The agro-processing industry could lose out big time following the UK’s exit from the EU – unless a new trade deal is negotiated.
Trade and Investment Promotion Agency Wesgro remains in conversation with the United Kingdom (UK) about its exit from the European Union in an effort to mitigate any impact on the Western Cape.
“The UK is one of South Africa’s most important trade, tourism, and investment partners – and its exit from the EU poses an immediate concern for the South African economy with respect to exports and foreign direct investment (FDI) inflows,” said Michael Matongo, Wesgro international trade manager. “A potential negative direct impact of Brexit on South Africa is the loss of preferential trade arrangements with the UK if the UK is not part of the bilateral trade agreements, such as the SADC-EU Economic Partnership Agreement (SADC-EU EPA).”

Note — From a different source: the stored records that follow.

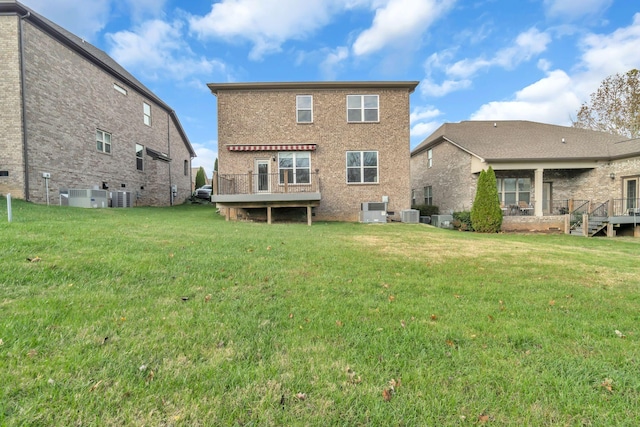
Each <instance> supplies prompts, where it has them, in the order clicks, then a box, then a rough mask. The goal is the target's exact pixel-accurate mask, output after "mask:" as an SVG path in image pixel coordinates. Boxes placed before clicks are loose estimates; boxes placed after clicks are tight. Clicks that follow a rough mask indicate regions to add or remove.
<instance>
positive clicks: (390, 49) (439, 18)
mask: <svg viewBox="0 0 640 427" xmlns="http://www.w3.org/2000/svg"><path fill="white" fill-rule="evenodd" d="M19 1H20V0H19ZM22 2H23V3H24V4H25V5H27V6H29V7H31V8H32V9H34V10H35V11H37V12H39V13H41V14H43V15H44V16H46V17H47V18H49V19H50V20H52V21H54V22H56V23H58V24H59V25H61V26H63V27H65V28H66V29H68V30H70V31H72V32H73V33H75V34H77V35H78V36H81V37H83V38H85V39H86V40H87V41H89V42H91V43H93V44H94V45H95V46H97V47H99V48H101V49H102V50H104V51H106V52H107V53H108V54H110V55H111V56H112V57H113V58H114V59H115V60H116V61H118V62H119V63H120V64H121V65H123V66H124V67H125V68H127V70H129V71H130V72H131V73H132V74H134V75H135V76H136V77H137V78H138V79H139V80H140V81H142V82H143V83H144V84H145V85H146V86H147V87H149V88H150V89H151V90H153V91H154V92H155V93H156V94H157V95H158V96H159V97H160V98H161V99H162V100H164V101H165V102H166V103H167V104H169V105H170V106H171V107H172V108H173V109H174V110H175V111H176V112H177V114H178V117H179V119H180V121H181V123H182V126H183V127H184V129H185V131H186V132H187V135H188V136H189V139H190V140H191V143H192V145H193V147H194V148H195V150H196V152H197V154H198V157H197V158H196V159H194V162H193V164H194V166H203V167H204V168H205V170H206V171H207V174H208V175H210V174H211V170H212V169H213V163H214V160H215V158H216V156H217V150H218V141H217V121H216V114H217V113H216V99H215V97H214V96H213V95H212V94H211V93H210V92H209V90H208V88H207V86H206V84H207V83H210V82H217V83H219V82H260V81H317V80H340V81H343V80H416V81H420V84H419V85H418V88H417V89H416V91H415V93H414V94H413V95H412V96H411V147H412V148H413V147H415V146H416V145H417V144H419V143H420V141H422V140H423V139H424V138H425V137H427V136H428V135H429V134H430V133H431V132H433V131H434V130H435V129H436V128H438V127H439V126H440V125H441V124H442V123H445V122H458V121H462V120H474V119H475V120H512V119H514V120H515V119H518V120H532V121H540V122H545V123H553V124H559V125H570V124H571V120H572V118H575V114H576V112H577V111H578V109H579V107H580V105H581V104H582V103H583V102H585V101H588V99H589V95H590V94H591V93H593V92H594V91H595V90H596V89H597V88H598V86H599V85H600V82H601V81H602V80H603V79H604V78H605V77H607V76H609V75H611V74H615V73H625V72H626V71H628V70H630V69H632V68H640V47H639V46H640V2H639V1H638V0H216V1H212V0H187V1H177V0H82V1H78V0H22Z"/></svg>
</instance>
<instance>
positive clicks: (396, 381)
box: [382, 378, 402, 402]
mask: <svg viewBox="0 0 640 427" xmlns="http://www.w3.org/2000/svg"><path fill="white" fill-rule="evenodd" d="M401 383H402V382H401V380H400V378H398V379H397V380H396V379H394V378H392V379H391V380H390V381H389V387H387V388H385V389H384V390H382V398H383V399H384V401H385V402H389V401H391V398H392V397H393V395H395V394H396V389H398V388H399V387H400V385H401Z"/></svg>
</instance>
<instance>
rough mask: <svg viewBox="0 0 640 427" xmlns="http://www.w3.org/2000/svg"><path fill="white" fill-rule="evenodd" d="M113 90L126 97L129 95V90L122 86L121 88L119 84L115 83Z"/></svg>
mask: <svg viewBox="0 0 640 427" xmlns="http://www.w3.org/2000/svg"><path fill="white" fill-rule="evenodd" d="M113 88H114V89H115V90H116V91H118V92H120V93H121V94H123V95H126V94H127V90H126V89H125V88H123V87H122V86H120V85H119V84H117V83H114V84H113Z"/></svg>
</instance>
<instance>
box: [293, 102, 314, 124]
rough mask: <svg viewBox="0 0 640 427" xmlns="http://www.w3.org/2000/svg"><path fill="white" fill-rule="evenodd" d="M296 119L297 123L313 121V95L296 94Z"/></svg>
mask: <svg viewBox="0 0 640 427" xmlns="http://www.w3.org/2000/svg"><path fill="white" fill-rule="evenodd" d="M296 120H297V121H298V123H312V122H313V96H311V95H298V96H296Z"/></svg>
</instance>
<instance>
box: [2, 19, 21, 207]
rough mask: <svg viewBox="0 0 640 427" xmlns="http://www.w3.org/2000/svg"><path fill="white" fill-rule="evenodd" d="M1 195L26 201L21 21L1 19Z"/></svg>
mask: <svg viewBox="0 0 640 427" xmlns="http://www.w3.org/2000/svg"><path fill="white" fill-rule="evenodd" d="M0 40H2V43H0V93H1V94H2V102H0V171H5V172H7V173H8V176H0V194H3V195H5V194H7V193H11V195H12V196H14V197H18V198H24V196H25V194H24V186H25V183H24V158H23V150H22V98H21V90H20V80H21V77H20V39H19V32H18V17H17V16H11V15H4V16H2V15H0Z"/></svg>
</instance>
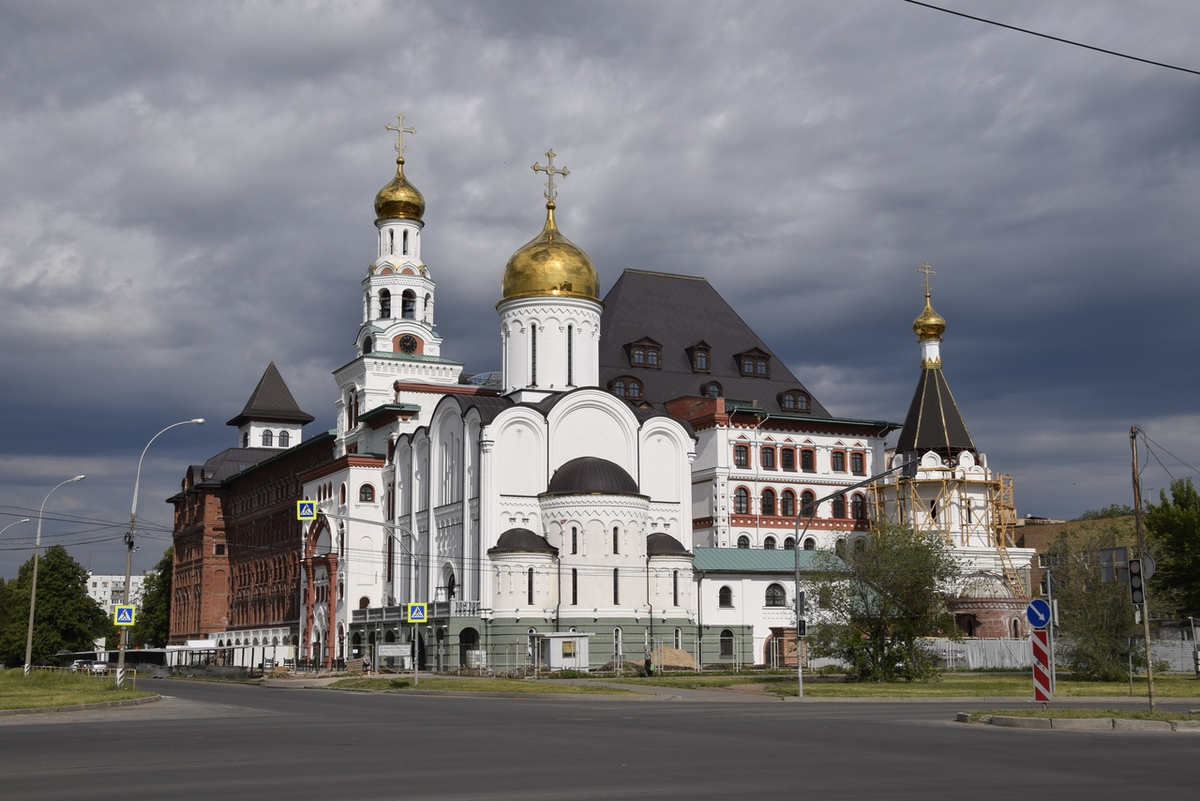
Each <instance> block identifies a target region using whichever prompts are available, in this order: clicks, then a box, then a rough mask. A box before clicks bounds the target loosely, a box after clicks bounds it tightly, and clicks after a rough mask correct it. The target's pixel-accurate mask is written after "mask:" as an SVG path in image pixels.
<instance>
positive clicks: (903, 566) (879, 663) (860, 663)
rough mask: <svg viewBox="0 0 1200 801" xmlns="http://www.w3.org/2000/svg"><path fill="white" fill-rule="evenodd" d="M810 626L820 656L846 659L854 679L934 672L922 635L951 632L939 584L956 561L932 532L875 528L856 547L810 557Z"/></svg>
mask: <svg viewBox="0 0 1200 801" xmlns="http://www.w3.org/2000/svg"><path fill="white" fill-rule="evenodd" d="M818 562H820V564H821V565H822V566H823V576H822V577H821V578H820V579H817V580H816V582H815V584H816V588H815V589H816V597H817V607H818V608H820V609H822V612H821V613H818V614H821V616H823V618H824V619H826V620H824V621H822V622H818V624H817V625H816V626H815V627H814V631H812V638H811V640H810V642H811V644H812V646H814V650H815V652H816V654H817V655H820V656H832V657H836V658H840V660H841V661H844V662H846V663H848V664H850V666H851V668H852V670H853V673H854V675H856V676H857V679H858V680H860V681H899V680H905V681H914V680H922V679H929V677H931V676H932V675H934V655H932V654H931V652H930V651H929V649H928V648H926V646H925V645H924V644H923V643H922V638H925V637H930V636H937V634H942V636H952V637H954V636H956V628H955V626H954V615H952V614H950V613H949V612H948V610H947V608H946V602H944V600H943V597H942V591H941V590H942V589H943V588H946V586H949V585H950V584H952V583H953V582H954V579H955V578H956V577H958V576H959V566H958V562H956V561H955V560H954V558H953V556H952V555H950V552H949V547H948V546H947V544H946V542H944V541H943V540H942V538H941V537H940V536H936V535H934V536H930V535H928V534H924V532H920V531H916V530H913V529H912V528H910V526H889V528H886V529H877V530H876V531H872V532H871V535H870V536H869V537H868V538H866V540H865V541H860V547H854V548H851V549H848V550H847V552H845V553H842V554H840V556H839V555H835V554H832V553H828V552H824V553H822V554H821V556H820V558H818Z"/></svg>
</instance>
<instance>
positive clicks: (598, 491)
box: [546, 456, 638, 495]
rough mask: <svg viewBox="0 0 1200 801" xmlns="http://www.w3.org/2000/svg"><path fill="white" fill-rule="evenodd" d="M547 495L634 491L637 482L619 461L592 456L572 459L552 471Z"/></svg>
mask: <svg viewBox="0 0 1200 801" xmlns="http://www.w3.org/2000/svg"><path fill="white" fill-rule="evenodd" d="M546 494H547V495H637V494H638V492H637V482H636V481H634V477H632V476H631V475H629V474H628V472H625V469H624V468H622V466H620V465H617V464H613V463H612V462H608V460H607V459H601V458H598V457H594V456H581V457H580V458H577V459H571V460H570V462H568V463H566V464H564V465H562V466H560V468H559V469H558V470H556V471H554V476H553V477H552V478H551V480H550V487H547V489H546Z"/></svg>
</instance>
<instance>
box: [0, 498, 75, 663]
mask: <svg viewBox="0 0 1200 801" xmlns="http://www.w3.org/2000/svg"><path fill="white" fill-rule="evenodd" d="M85 477H86V476H76V477H74V478H67V480H66V481H64V482H62V483H60V484H55V487H54V489H58V488H59V487H61V486H62V484H70V483H71V482H72V481H83V480H84V478H85ZM54 489H52V490H50V492H48V493H46V498H43V499H42V507H41V508H40V510H37V538H36V540H35V541H34V582H32V584H31V585H30V588H29V633H28V634H25V675H26V676H28V675H29V671H30V669H31V668H32V664H34V660H32V656H34V601H36V600H37V554H38V552H40V550H41V548H42V512H43V511H44V510H46V501H48V500H50V495H53V494H54ZM26 519H28V518H26ZM24 522H25V520H17V523H24ZM17 523H13V524H12V525H17ZM7 530H8V526H7V525H6V526H5V531H7Z"/></svg>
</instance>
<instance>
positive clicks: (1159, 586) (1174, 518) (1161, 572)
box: [1145, 478, 1200, 616]
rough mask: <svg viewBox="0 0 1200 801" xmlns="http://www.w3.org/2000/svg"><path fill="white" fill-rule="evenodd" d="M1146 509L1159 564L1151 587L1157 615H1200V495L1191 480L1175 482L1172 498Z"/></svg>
mask: <svg viewBox="0 0 1200 801" xmlns="http://www.w3.org/2000/svg"><path fill="white" fill-rule="evenodd" d="M1158 498H1159V502H1158V504H1157V505H1156V504H1150V505H1147V508H1146V517H1145V523H1146V538H1147V541H1148V543H1150V544H1151V546H1152V553H1153V554H1154V561H1156V562H1157V567H1156V572H1154V577H1153V578H1152V579H1151V580H1152V582H1153V584H1151V585H1150V603H1151V607H1152V609H1153V612H1154V613H1156V614H1163V613H1168V614H1171V613H1174V614H1176V615H1180V616H1186V615H1200V494H1198V493H1196V488H1195V486H1193V483H1192V480H1190V478H1176V480H1175V481H1172V482H1171V496H1170V499H1168V496H1166V490H1165V489H1164V490H1159V495H1158Z"/></svg>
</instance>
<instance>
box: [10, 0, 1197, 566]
mask: <svg viewBox="0 0 1200 801" xmlns="http://www.w3.org/2000/svg"><path fill="white" fill-rule="evenodd" d="M943 5H946V6H948V7H952V8H954V10H958V11H961V12H965V13H970V14H976V16H982V17H988V18H990V19H995V20H998V22H1003V23H1007V24H1012V25H1016V26H1021V28H1028V29H1034V30H1038V31H1042V32H1044V34H1049V35H1052V36H1057V37H1062V38H1068V40H1074V41H1079V42H1084V43H1087V44H1091V46H1094V47H1099V48H1105V49H1110V50H1117V52H1121V53H1128V54H1132V55H1136V56H1140V58H1144V59H1148V60H1153V61H1160V62H1168V64H1172V65H1177V66H1182V67H1188V68H1192V70H1200V52H1198V50H1196V46H1195V36H1196V31H1200V4H1196V2H1193V1H1192V0H1160V1H1140V0H1139V1H1130V0H1086V1H1084V0H1079V1H1074V2H1072V1H1062V2H1054V4H1046V2H1042V1H1039V0H944V2H943ZM0 67H2V68H0V143H2V146H0V187H2V189H0V373H2V375H4V379H2V381H0V420H2V421H4V438H2V442H0V528H2V526H4V525H7V524H8V523H12V522H14V520H17V519H20V517H32V518H34V523H26V524H22V525H17V526H14V528H12V529H10V530H8V531H7V532H6V534H5V535H4V538H2V540H0V576H2V577H12V576H16V571H17V565H18V564H20V562H22V561H24V560H26V559H28V558H29V555H30V553H31V548H32V540H34V534H35V530H36V518H37V510H38V506H40V505H41V504H42V500H43V498H44V496H46V493H47V492H49V489H50V488H52V487H54V484H56V483H58V482H60V481H62V480H65V478H70V477H71V476H73V475H77V474H86V475H88V478H86V480H85V481H84V482H80V483H73V484H67V486H65V487H62V488H61V489H59V490H56V492H55V493H54V494H53V495H52V496H50V500H49V504H48V505H47V507H46V517H44V528H43V546H46V544H52V543H64V544H66V546H68V548H70V550H71V553H72V554H73V555H74V556H76V558H77V559H78V560H79V561H80V562H83V564H84V565H85V566H88V567H91V568H92V570H95V571H97V572H121V571H122V570H124V565H125V547H124V544H122V542H121V538H122V534H124V530H125V526H126V525H127V519H128V510H130V501H131V499H132V492H133V483H134V472H136V468H137V462H138V456H139V453H140V452H142V448H143V447H144V446H145V444H146V441H148V440H149V439H150V438H151V436H152V435H154V434H155V433H156V432H158V430H160V429H161V428H163V427H164V426H168V424H170V423H173V422H176V421H181V420H187V418H190V417H198V416H202V417H205V418H208V421H209V422H208V424H206V426H204V427H196V426H185V427H180V428H176V429H173V430H172V432H168V433H167V434H164V435H163V436H162V438H160V439H158V440H157V441H156V442H155V444H154V446H152V447H151V448H150V451H149V452H148V454H146V460H145V464H144V468H143V472H142V482H140V498H139V508H138V514H139V519H140V522H142V525H140V526H139V535H138V544H139V550H138V552H137V554H134V564H133V567H134V571H139V572H140V571H144V570H146V568H149V567H151V566H152V565H154V564H155V562H156V561H157V560H158V558H160V556H161V555H162V552H163V550H164V549H166V548H167V546H168V544H169V530H170V524H172V510H170V506H169V505H167V504H166V502H164V499H167V498H168V496H169V495H172V494H173V493H175V492H176V490H178V488H179V483H180V481H181V478H182V475H184V471H185V470H186V468H187V465H188V464H192V463H200V462H204V459H205V458H208V457H209V456H211V454H212V453H216V452H217V451H220V450H223V448H226V447H229V446H233V445H235V439H236V436H235V433H236V432H235V429H234V428H232V427H227V426H226V424H224V423H226V421H227V420H229V418H232V417H234V416H235V415H236V414H238V412H239V411H240V410H241V408H242V405H244V404H245V402H246V399H247V398H248V396H250V393H251V391H252V390H253V389H254V385H256V384H257V381H258V379H259V377H260V375H262V374H263V371H264V369H265V368H266V366H268V363H269V362H271V361H274V362H275V363H276V365H277V366H278V368H280V371H281V373H282V375H283V378H284V380H286V381H287V383H288V385H289V386H290V389H292V391H293V393H294V395H295V397H296V401H298V402H299V404H300V406H301V408H302V409H304V410H306V411H308V412H310V414H312V415H314V416H316V417H317V421H316V422H314V423H312V424H310V426H308V427H307V428H306V432H305V434H306V436H311V435H313V434H316V433H319V432H322V430H325V429H328V428H330V427H332V424H334V401H335V395H336V385H335V383H334V379H332V377H331V375H330V373H331V371H334V369H335V368H337V367H340V366H342V365H343V363H346V362H347V361H349V360H350V359H352V357H353V353H354V350H353V345H354V337H355V333H356V331H358V327H359V323H360V309H361V301H360V294H361V287H360V282H361V279H362V278H364V276H365V275H366V267H367V265H368V264H370V263H371V260H372V259H373V258H374V247H376V231H374V227H373V221H374V215H373V209H372V201H373V198H374V194H376V192H377V191H378V189H379V188H380V187H382V186H383V185H384V183H386V182H388V181H389V180H390V179H391V174H392V170H394V159H395V151H394V150H392V145H394V141H395V138H394V134H391V133H389V132H388V131H385V130H384V126H385V125H386V124H389V122H395V115H396V114H397V113H403V114H404V115H406V124H407V125H412V126H415V127H416V128H418V134H416V135H415V137H412V138H410V139H409V146H408V151H407V153H406V157H407V167H406V173H407V175H408V176H409V179H410V180H412V182H413V183H414V185H415V186H416V187H418V188H419V189H420V191H421V192H422V193H424V195H425V199H426V203H427V209H426V213H425V223H426V227H425V233H424V236H422V245H424V247H422V257H424V258H425V260H426V263H427V264H428V265H430V269H431V271H432V275H433V277H434V278H436V281H437V282H438V303H437V321H438V331H439V332H440V335H442V336H443V337H444V344H443V355H445V356H450V357H454V359H457V360H460V361H462V362H464V363H466V369H467V372H470V373H475V372H484V371H488V369H496V368H498V366H499V336H498V326H497V318H496V312H494V303H496V301H497V300H498V299H499V281H500V273H502V271H503V269H504V265H505V263H506V260H508V258H509V255H510V254H511V253H512V252H514V251H515V249H516V248H517V247H520V246H521V245H523V243H524V242H526V241H528V240H529V239H532V237H533V236H534V235H535V234H536V233H538V231H539V230H540V228H541V223H542V217H544V211H542V203H544V200H542V197H541V192H542V181H544V177H541V179H540V177H539V176H536V175H534V173H533V171H532V170H530V169H529V165H530V164H533V163H534V161H541V163H545V152H546V150H547V149H551V147H553V149H554V151H556V152H557V153H558V158H557V163H558V164H559V165H565V167H568V168H569V169H570V171H571V174H570V176H569V177H568V179H565V180H563V181H560V187H559V199H558V209H559V211H558V222H559V225H560V227H562V229H563V233H564V234H566V235H568V236H569V237H570V239H571V241H574V242H575V243H577V245H578V246H581V247H582V248H584V249H586V251H587V252H588V253H589V254H590V257H592V259H593V260H594V261H595V264H596V266H598V269H599V271H600V279H601V291H602V293H604V291H607V289H608V288H610V287H611V285H612V283H613V282H614V281H616V279H617V277H618V276H619V275H620V271H622V270H623V269H626V267H637V269H644V270H659V271H667V272H679V273H689V275H700V276H706V277H707V278H708V279H709V281H710V282H712V284H713V285H714V287H715V288H716V290H718V291H720V293H721V294H722V295H724V296H725V297H726V299H727V300H728V301H730V303H731V305H732V306H733V307H734V308H736V309H737V311H738V312H739V313H740V314H742V317H743V318H744V319H745V320H746V321H748V323H749V324H750V325H751V326H752V327H754V329H755V330H756V331H757V332H758V333H760V336H762V337H763V338H764V339H766V341H767V343H768V344H769V345H770V347H772V348H773V349H774V351H775V354H776V355H778V356H779V357H780V359H782V360H784V361H785V362H786V363H787V365H788V366H790V367H791V368H792V369H793V372H794V373H796V374H797V375H798V377H799V378H800V379H802V380H803V381H804V383H805V385H806V386H809V387H810V389H811V390H812V392H814V393H815V395H816V397H817V398H818V399H820V401H821V403H822V404H824V405H826V406H827V408H828V409H829V410H830V411H832V412H833V414H834V415H838V416H846V417H866V418H884V420H894V421H902V420H904V415H905V411H906V410H907V406H908V402H910V399H911V397H912V392H913V389H914V387H916V384H917V379H918V375H919V372H920V359H919V350H918V345H917V342H916V338H914V336H913V332H912V329H911V325H912V320H913V318H916V317H917V314H918V313H919V312H920V308H922V302H923V296H922V278H920V275H919V273H918V272H917V267H918V266H919V265H920V263H922V261H929V263H930V264H931V265H932V266H934V269H935V270H936V275H935V276H934V278H932V291H934V307H935V308H936V309H937V312H938V313H940V314H942V315H943V317H944V318H946V320H947V330H946V337H944V341H943V344H942V359H943V365H944V371H946V375H947V378H948V380H949V383H950V386H952V387H953V390H954V393H955V397H956V399H958V402H959V405H960V408H961V409H962V412H964V415H965V417H966V421H967V424H968V427H970V428H971V433H972V434H973V436H974V440H976V444H977V445H978V447H979V448H980V450H982V451H983V452H985V453H986V454H988V459H989V464H990V466H992V468H994V469H996V470H998V471H1002V472H1008V474H1010V475H1012V476H1013V478H1014V486H1015V499H1016V506H1018V513H1019V514H1021V516H1025V514H1034V516H1040V517H1075V516H1078V514H1079V513H1081V512H1084V511H1085V510H1088V508H1098V507H1103V506H1108V505H1109V504H1114V502H1120V504H1130V502H1132V500H1133V490H1132V486H1130V447H1129V429H1130V426H1132V424H1138V426H1140V427H1142V428H1144V429H1145V432H1146V433H1147V435H1148V436H1150V438H1152V439H1153V440H1154V441H1156V442H1158V444H1160V446H1162V448H1163V450H1156V453H1157V454H1158V456H1160V457H1162V458H1163V464H1159V463H1158V462H1156V460H1154V459H1153V458H1152V457H1151V456H1150V454H1148V453H1146V452H1145V451H1142V453H1141V460H1142V464H1144V466H1145V468H1146V469H1145V472H1144V475H1142V481H1144V488H1145V489H1146V494H1150V493H1153V494H1156V495H1157V490H1158V488H1162V487H1165V486H1166V483H1168V482H1169V481H1170V476H1171V475H1174V476H1183V475H1190V474H1192V470H1190V469H1189V468H1187V466H1184V465H1183V464H1180V462H1175V460H1171V459H1170V457H1169V456H1168V454H1166V451H1169V452H1170V453H1174V454H1175V456H1176V457H1178V459H1181V460H1182V462H1186V463H1188V464H1193V465H1195V464H1200V411H1198V404H1196V393H1198V389H1200V380H1198V368H1196V357H1195V351H1196V344H1198V341H1200V337H1198V335H1200V314H1198V313H1196V309H1198V306H1200V272H1198V266H1200V192H1198V189H1200V76H1196V74H1190V73H1187V72H1180V71H1172V70H1166V68H1163V67H1158V66H1151V65H1147V64H1141V62H1138V61H1132V60H1126V59H1120V58H1115V56H1112V55H1105V54H1103V53H1098V52H1093V50H1087V49H1082V48H1079V47H1072V46H1068V44H1063V43H1058V42H1054V41H1049V40H1045V38H1038V37H1033V36H1028V35H1025V34H1020V32H1015V31H1012V30H1006V29H1002V28H996V26H992V25H986V24H982V23H978V22H973V20H970V19H965V18H962V17H956V16H952V14H947V13H942V12H937V11H932V10H929V8H924V7H920V6H917V5H912V4H907V2H904V1H901V0H863V1H860V2H850V1H847V0H824V1H815V0H805V1H796V0H791V1H786V2H755V1H748V0H740V1H739V2H736V4H734V2H727V4H713V2H696V1H694V0H688V1H686V2H646V1H640V2H486V1H485V2H365V1H360V0H355V1H354V2H349V1H347V2H318V1H310V2H270V1H265V0H263V1H256V2H239V4H232V2H227V4H220V2H197V4H146V2H120V1H116V0H106V2H100V4H94V2H55V1H52V0H38V2H29V1H28V0H2V1H0ZM894 439H895V435H893V439H892V441H893V442H894ZM1164 465H1165V466H1164ZM67 516H74V517H76V518H78V519H77V520H74V522H70V520H65V519H64V518H65V517H67Z"/></svg>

He said according to research done by the Industrial Development Corporation, automotive and agro-processing industries would be most affected by the absence of the EPA when trading with the UK.
This could impact the Western Cape significantly where agriculture and agroprocessing were important economic contributors.
“Wines, for example, which previously enjoyed a 3.4% tariff, will in all probability now be required to pay a tariff of 10.2% once the UK exits the EU,” he told FTW.
Matongo said a trade mission was being planned to the UK in August this year while ongoing meetings were taking place to keep abreast of the situation around Brexit.
“It is not all negative,” he said. “On the positive side, Brexit may make it possible for South Africa to renegotiate trade agreements and increase exports to the UK. In addition, South Africa may be able to increase its supply of agricultural and agro-processed goods to both the UK and EU due to seasonal differences.”